In the long run, we're going to have to come to grips with a society where humans no longer need to work to provide for themselves.
But it's in the long run.
Re: "remove the obligation to work for a living"
The idea that automation will remove the need to work has been around as long as technology. So has the notion of technology benefiting all of humanity .
I don't think there's any reason to suppose this particular technology will be different to any other in those respects.
Plus, it ignores the huge cost of the care and feeding of the beast. They're already talking about having to build nuclear power plants - not for the benefit of humanity but for the benefit of the (owners of the) machines. And it's an endless process: there will always be something more that can be learned and ingested and the training and retraining must inevitably continue. And it's the poor bloody humans that will be excavating new material in the content mines.

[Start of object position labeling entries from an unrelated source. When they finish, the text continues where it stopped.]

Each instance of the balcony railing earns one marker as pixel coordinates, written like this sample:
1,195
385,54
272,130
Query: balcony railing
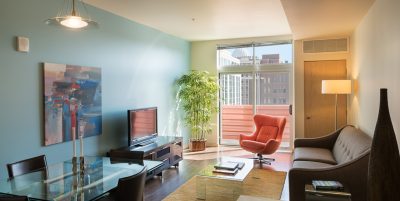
238,119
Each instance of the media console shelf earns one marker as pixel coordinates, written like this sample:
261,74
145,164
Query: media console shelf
167,149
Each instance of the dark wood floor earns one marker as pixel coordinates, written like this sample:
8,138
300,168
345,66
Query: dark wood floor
160,187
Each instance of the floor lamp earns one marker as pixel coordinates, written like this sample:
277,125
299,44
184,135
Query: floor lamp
336,87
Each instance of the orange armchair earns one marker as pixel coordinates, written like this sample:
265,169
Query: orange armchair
267,137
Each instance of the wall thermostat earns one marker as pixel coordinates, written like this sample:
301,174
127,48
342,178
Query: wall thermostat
22,44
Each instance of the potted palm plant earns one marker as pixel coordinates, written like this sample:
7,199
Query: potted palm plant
199,93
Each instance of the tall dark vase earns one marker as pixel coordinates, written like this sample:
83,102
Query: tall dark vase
384,161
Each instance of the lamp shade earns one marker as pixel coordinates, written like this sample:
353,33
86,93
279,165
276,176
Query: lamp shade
336,87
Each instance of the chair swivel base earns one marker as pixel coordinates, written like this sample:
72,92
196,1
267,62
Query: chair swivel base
263,160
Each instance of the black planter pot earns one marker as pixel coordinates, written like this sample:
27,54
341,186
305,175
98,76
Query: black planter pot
384,162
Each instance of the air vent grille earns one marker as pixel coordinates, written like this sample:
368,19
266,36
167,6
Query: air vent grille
329,45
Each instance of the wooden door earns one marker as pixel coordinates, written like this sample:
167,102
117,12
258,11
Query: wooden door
319,109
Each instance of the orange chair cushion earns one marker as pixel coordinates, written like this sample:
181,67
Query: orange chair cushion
253,146
266,133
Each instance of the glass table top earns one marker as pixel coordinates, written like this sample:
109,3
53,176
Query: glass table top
239,176
60,182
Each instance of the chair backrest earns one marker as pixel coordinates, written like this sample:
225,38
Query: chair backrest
26,166
269,127
126,156
13,198
131,188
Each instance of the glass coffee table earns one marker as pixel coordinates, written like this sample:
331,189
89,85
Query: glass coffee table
219,186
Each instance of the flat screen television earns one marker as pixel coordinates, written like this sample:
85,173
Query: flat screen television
142,125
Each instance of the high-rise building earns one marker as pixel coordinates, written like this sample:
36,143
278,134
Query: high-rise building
238,89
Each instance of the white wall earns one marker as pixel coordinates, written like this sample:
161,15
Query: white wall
300,58
376,64
204,57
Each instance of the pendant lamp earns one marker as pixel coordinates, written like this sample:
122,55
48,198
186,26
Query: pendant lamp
71,16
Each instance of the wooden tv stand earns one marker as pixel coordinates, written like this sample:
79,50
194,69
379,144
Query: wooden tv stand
167,149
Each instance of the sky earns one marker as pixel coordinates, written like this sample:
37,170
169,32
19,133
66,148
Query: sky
285,51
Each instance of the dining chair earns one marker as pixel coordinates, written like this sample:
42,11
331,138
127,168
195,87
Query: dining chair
26,166
129,188
13,198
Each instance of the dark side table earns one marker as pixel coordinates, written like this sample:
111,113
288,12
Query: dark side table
318,195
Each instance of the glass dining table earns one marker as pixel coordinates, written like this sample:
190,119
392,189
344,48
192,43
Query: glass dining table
64,181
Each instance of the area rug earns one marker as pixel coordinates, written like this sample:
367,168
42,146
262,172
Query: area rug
259,182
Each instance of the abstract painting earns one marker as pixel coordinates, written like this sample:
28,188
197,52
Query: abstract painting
72,102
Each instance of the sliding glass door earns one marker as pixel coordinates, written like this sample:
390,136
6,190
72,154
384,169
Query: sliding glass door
252,85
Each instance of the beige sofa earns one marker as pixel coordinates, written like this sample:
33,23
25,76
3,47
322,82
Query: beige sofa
341,156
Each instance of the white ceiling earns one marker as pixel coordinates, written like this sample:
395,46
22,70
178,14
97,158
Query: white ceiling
204,19
323,18
196,20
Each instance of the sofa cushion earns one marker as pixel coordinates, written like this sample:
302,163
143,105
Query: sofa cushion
310,165
350,144
314,154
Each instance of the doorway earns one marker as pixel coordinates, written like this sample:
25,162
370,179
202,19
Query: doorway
319,109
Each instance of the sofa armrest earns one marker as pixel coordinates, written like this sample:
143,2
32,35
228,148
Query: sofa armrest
352,174
325,142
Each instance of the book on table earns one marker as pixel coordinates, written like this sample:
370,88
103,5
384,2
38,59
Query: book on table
226,166
225,171
327,185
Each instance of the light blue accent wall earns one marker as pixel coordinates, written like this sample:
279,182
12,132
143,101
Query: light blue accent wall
139,66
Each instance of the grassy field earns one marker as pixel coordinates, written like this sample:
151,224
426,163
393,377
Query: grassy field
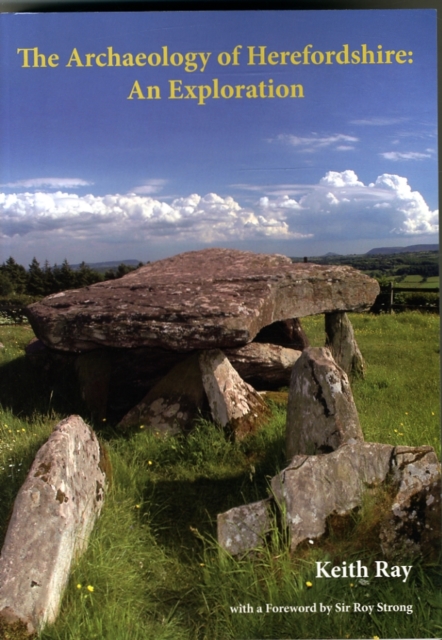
153,569
416,281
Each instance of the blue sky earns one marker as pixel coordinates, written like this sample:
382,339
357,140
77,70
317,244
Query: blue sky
88,174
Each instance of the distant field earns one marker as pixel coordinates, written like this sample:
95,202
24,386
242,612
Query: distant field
417,281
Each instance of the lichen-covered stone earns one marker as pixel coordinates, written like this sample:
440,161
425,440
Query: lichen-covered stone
340,339
214,298
321,413
413,525
264,366
312,488
172,405
233,402
53,516
244,528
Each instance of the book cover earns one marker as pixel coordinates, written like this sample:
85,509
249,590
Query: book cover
133,137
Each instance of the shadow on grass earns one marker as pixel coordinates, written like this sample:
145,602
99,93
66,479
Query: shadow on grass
27,391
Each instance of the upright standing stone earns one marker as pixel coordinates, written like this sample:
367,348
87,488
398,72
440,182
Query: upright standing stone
173,404
264,366
321,413
53,516
342,343
413,525
233,402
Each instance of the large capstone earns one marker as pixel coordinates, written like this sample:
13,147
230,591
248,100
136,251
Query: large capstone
214,298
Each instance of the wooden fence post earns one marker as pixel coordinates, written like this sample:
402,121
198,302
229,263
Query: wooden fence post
390,308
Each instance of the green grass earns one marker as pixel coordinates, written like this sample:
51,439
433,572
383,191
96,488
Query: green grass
153,562
415,281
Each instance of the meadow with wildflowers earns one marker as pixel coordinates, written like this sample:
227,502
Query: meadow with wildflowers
153,568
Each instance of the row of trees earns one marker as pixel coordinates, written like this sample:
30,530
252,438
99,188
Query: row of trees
37,281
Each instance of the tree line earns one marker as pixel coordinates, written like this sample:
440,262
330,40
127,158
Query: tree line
40,281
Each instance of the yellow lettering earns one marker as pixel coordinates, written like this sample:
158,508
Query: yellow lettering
153,92
89,57
53,60
175,88
251,91
294,58
128,60
136,90
98,60
140,60
297,91
75,58
25,57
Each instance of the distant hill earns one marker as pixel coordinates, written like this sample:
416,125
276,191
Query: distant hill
103,266
411,249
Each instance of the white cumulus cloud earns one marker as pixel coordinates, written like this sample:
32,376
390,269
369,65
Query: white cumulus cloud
342,206
339,206
206,218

But above all, these fantastic visions of an idealistic future require us to believe that, perhaps with a little light-touch external guidance, Utopia will joyously be delivered by the likes of Microsoft and Google. That seems like the ultimate AI hallucination.

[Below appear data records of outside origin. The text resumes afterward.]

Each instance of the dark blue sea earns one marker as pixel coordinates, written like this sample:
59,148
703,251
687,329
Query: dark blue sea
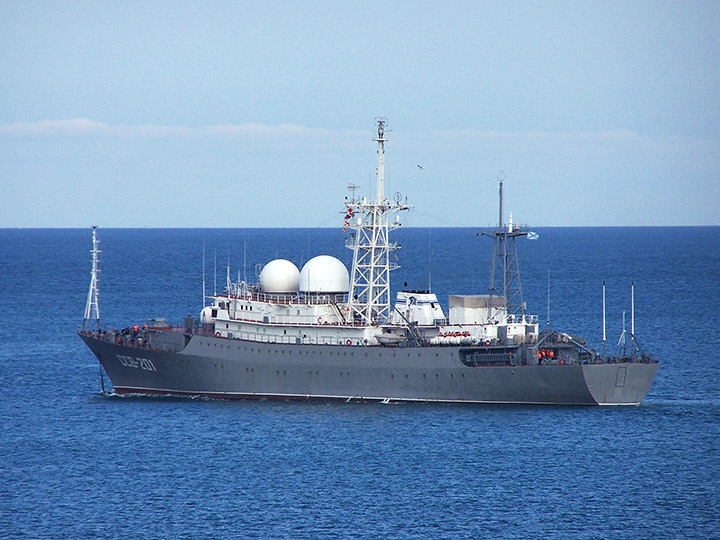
77,464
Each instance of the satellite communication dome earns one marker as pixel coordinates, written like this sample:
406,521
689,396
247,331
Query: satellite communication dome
324,274
279,276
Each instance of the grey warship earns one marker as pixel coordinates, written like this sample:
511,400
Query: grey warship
325,333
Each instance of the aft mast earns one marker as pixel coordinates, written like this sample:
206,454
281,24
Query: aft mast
92,307
369,301
505,270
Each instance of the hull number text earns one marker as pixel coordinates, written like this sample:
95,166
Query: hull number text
137,363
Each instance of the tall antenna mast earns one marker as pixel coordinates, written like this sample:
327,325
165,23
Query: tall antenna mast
604,334
505,261
369,300
632,311
92,305
204,296
547,321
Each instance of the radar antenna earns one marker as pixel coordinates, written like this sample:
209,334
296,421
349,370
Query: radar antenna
92,306
505,262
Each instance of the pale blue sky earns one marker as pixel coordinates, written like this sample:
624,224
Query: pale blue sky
242,114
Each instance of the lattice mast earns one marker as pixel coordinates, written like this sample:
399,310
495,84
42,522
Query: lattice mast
505,265
369,301
92,307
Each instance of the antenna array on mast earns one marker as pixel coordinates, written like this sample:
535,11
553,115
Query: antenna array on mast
505,262
92,306
369,301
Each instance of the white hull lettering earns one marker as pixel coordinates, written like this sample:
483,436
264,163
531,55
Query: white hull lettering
137,363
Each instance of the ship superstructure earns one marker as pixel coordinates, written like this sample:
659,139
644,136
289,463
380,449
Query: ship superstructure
323,332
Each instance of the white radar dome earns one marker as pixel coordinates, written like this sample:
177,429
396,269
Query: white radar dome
279,276
324,274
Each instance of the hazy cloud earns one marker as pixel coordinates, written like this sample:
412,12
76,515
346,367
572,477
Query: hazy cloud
84,127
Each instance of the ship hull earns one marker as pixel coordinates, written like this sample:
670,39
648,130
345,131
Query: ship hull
234,369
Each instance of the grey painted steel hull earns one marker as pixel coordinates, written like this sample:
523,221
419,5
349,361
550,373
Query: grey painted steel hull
224,368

Re: "remove the obligation to work for a living"
"In the long run, we're going to have to come to grips with a society where humans no longer need to work to provide for themselves."
The *extremely* long run. Capitalists do not want a world in which we no longer need to work to survive. Not only is that leaving money on the table, from their perspective, but if we're not working to exhaustion, then we have the time to sit and think about how shitty the status quo is, and how to go about knocking them off their perch. "The purpose of a system is what is does", ie: it funnels public money to the already ultra-rich and powerful, and it protects them from the consequences of their action. That is not a boat which they are going to want rocked.
I mean, so much of the debate around AI and its abilities is already hand-wavy bullshit to that end. "Look this way, at the existential terrors that a non-existant AGI will bring! Plz don't look behind the curtain at how we really just use LLMs to automate our biases at an industrial scale, push creatives out of work, and hoover up the entire internet."
The fact that OpenAI *still exist*, and haven't been sued for trillions in copyright infringements kinda bears that out. Remember when the RIAA sued the little people for trillions just for a few MP3s?
Re: "remove the obligation to work for a living"
" Capitalists do not want a world in which we no longer need to work to survive"
Capitalism would no longer exist if people did not have to work, as the things that you need to survive would no longer have any intrinsic value that could be exploited by the banks/capitalists..
Re: "remove the obligation to work for a living"
No. Stuff you need to survive has intrinsic value because it's stuff you need to survive.
Take away someone's food/water/land/living space and find out how much intrinsic value they attach to it.
You'll always need to swap your thing you made/work you did for someone else's thing they made/work you need them to do, or for basics like food and clean water or a place to live.
Resources will never be infinite.
Whether you do this by exchanging money or clubbing them over the head until they comply is up to you.
Just another rat...
Leaving the sinking ship....
Good news, Bad News
On one hand, corporations will care just as much about AGI safety as they did about LLM safety, which is not at all - or at least just doing little enough that they can pretend they care.
On the other hand, you're not getting AGI from LLM no matter how large you scale it, so we're safe from that till at least another fundamental breakthrough. Yay?